When she turned to Stanton, the faint smile that had been fixed on her lips all evening had vanished. Her eyes were blurred and her features tensed into a grim, rubbery mask. Her lips drew open as if she meant to scream.
“It’s nothing, darling, I’ll take care of it,” he assured her. “Would you excuse me for a moment?”
Stanton broke from the line and headed for a rear exit. The moment he was in the alley, he drew his cell phone from his trousers and made the call.
In his panic he misdialed and got an angry man who clicked off as Stanton was apologizing for the wrong number. He looked up and down the dark alley, drew a long breath. He counted to ten, then to twenty.
He focused on the keypad and punched the numbers, and after a single ring the familiar voice answered.
“I have a job for you,” Stanton said. “It’s of the utmost importance.”
Stanton stepped farther from the rear exit.
“It will involve illegal acts. It must be done tonight. Are you willing?”
One in the morning, in the alley behind Merrick Gallery, Carlos Morales splashed kerosene on the heap of framed black-and-white photographs. Snake stood watching. When he’d emptied his can, Carlos scratched a match with his thumbnail, flicked it into the pile, and they watched as the flames meandered through the photos.
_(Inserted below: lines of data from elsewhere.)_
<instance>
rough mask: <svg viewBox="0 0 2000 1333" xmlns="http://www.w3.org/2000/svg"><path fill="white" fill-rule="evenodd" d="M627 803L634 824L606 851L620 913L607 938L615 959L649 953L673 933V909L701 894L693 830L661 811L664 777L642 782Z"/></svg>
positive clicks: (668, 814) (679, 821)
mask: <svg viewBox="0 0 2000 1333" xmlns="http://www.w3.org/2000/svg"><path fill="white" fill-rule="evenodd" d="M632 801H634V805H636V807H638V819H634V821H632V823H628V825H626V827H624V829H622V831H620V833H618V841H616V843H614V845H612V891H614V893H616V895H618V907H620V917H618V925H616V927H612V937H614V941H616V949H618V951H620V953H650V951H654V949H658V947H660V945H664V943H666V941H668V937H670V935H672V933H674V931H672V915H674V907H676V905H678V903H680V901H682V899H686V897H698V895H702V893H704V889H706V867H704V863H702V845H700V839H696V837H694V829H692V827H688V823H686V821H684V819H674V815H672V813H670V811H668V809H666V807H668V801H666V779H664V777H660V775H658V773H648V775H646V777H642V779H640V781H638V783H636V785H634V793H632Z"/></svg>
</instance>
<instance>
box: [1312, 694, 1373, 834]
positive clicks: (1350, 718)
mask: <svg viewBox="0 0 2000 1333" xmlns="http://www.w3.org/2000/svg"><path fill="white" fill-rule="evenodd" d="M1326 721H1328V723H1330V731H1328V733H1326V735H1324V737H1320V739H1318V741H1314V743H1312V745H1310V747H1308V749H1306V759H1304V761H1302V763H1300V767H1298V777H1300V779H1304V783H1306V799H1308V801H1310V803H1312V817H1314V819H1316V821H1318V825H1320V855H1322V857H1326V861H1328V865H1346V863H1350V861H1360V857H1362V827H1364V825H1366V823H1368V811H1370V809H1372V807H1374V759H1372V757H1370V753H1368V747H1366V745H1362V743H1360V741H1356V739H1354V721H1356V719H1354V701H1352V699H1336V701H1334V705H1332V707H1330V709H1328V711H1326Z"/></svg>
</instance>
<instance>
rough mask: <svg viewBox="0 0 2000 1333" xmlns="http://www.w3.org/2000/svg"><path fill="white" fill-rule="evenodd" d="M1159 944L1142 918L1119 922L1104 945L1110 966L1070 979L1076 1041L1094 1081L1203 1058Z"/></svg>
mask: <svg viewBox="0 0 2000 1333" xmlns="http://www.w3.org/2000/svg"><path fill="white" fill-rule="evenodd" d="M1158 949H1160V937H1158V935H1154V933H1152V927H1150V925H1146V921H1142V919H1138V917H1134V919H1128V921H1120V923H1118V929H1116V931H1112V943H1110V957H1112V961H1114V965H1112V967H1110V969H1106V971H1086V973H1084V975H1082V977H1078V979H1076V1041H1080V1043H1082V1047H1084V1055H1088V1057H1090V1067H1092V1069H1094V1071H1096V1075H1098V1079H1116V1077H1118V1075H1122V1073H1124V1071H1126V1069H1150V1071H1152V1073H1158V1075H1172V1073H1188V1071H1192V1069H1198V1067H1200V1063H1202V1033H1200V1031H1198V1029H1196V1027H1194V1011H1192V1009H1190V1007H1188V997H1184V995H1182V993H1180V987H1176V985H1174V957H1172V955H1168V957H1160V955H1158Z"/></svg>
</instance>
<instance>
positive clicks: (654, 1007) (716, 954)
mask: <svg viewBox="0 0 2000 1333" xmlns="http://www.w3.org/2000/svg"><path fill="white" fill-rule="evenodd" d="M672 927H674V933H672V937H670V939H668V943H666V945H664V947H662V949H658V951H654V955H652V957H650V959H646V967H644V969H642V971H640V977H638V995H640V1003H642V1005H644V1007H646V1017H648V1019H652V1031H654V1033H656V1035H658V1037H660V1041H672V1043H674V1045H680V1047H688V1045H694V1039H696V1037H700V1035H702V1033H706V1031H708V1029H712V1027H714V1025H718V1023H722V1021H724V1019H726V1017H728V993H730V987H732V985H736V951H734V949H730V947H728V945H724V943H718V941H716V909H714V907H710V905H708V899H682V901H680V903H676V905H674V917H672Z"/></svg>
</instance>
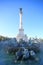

“Now for the good part,” Carlos said. “Mr. Photographer.”
As he was turning to leave, Snake glimpsed an image he hadn’t noticed before. The photo lay on top of the pile, flames moving around it. He went back, leaned over the fire. A shot of a boxing ring, two black men at arm’s length, behind them the crowd. Cassius and Sonny. February 1964.
“What the hell’re you doing?”
Without thought, Snake thrust his hand into the flames. Gripped the frame, but the heat crippled his fingers and the photograph slid away, wedging deeper into the bonfire.
As it was consumed, he studied the image, watched it darken and crinkle, turn to red and yellow ribbons of fire twisting into the night. Cassius up on his toes, Liston heavy and slow. Behind the boxers, rows of men in suits and white shirts and narrow ties, some with kerchiefs in their breast pockets.
Then he saw the two men sitting side by side, and his heart roared.
Three rows from the ring was a man with a birthmark on his cheek, Mayor Stanton King. Next to him a stocky man thrust a cheering fist toward the boxers. A diamond flashed on his pinkie finger. Exactly like the ring on the man Snake had confronted in his sister’s room forty years before.
By the time Snake noticed the stocky man and his diamond, the flames had eaten away his face, and seconds later the fire consumed the rest of him.